7. (a) The steady state expression for the 3/2 order mechanism is

-{\frac{\mathrm{d}[{\mathrm{CH}}_{3}{\mathrm{CHO}}]}{\mathrm{d}t}}\approx+{\frac{\mathrm{d}[{\mathrm{CH}}_{4}]}{\mathrm{d}t}}=k_{2}\left({\frac{k_{1}}{2\,k_{4}}}\right)^{1/2} \mathrm{(CH_{3}C H O)^{3/2}}                 (6.161)

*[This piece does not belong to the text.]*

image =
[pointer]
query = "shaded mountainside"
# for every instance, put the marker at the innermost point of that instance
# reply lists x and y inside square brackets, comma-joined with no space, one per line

This rate expression only contains three of the four individual rate constants of the mechanism. \,k_{3} does not appear and thus cannot be determined from the steady state analysis

• If the reaction can be photochemically initiated and occurs with the same mechanism, then the ratio of the photochemical and thermal rates should enable \,k_{1} to be found
• \,k_{2} is the rate constant for the H abstraction reaction, and \,k_{4} is the rate constant for the termination reaction. The termination reaction is a radical recombination reaction, which can be studied independently. It could also be calculated approximately as a collision number from collision theory or from transition state theory. Since it is a recombination reaction the activation energy can be taken as approximately zero.
• Since k_{\mathrm{obs}} is known, and if k_{1}{\mathrm{~and~}}k_{4}can be found as above, then \,k_{2} can be found. Alternatively \,k_{2} can be assumed to be equal to the rate constant given in tabulated data for this H abstraction reaction found from other reactions.
• As noted \,k_{3} cannot be found from the steady state data.

(b) The steady state rate for the first order mechanism is

\frac{\mathrm{d}[{\bf C}\mathrm{O}]}{\mathrm{d}t}=k_{3}\left(\frac{k_{1}k_{2}}{2\,k_{3}k_{5}}\right)^{1/2}[{\bf C H}_{3}{\bf C H O}]            (6.170)

All four individual rate constants for this mechanism can, in principle, be found from the steady state analysis.

• Again \,k_{1} can be found from the photochemical and thermal reactions,provided they have the same mechanism.
• \,k_{5} is a rate constant for the recombination reaction and can be found in a similar manner to \,k_{4} in the 3/2 order reaction.
• \,k_{2} is the rate constant for the H abstraction reaction, and \,k_{3} is a rate constant for a bond splitting process. The overall rate constant can be written as (k_{1}k_{2}k_{3}/2\,k_{5})^{1/2}. If k_{1}{\mathrm{~and~}}k_{5} can be found as above, this leaves only the product k_{2}k_{3} able to be found. Tabulated data for either of the two relevant reactions may well be necessary for the other to be found.

Indeed tabulated data may often be necessary to determine other ratem constants appearing in the steady state expression.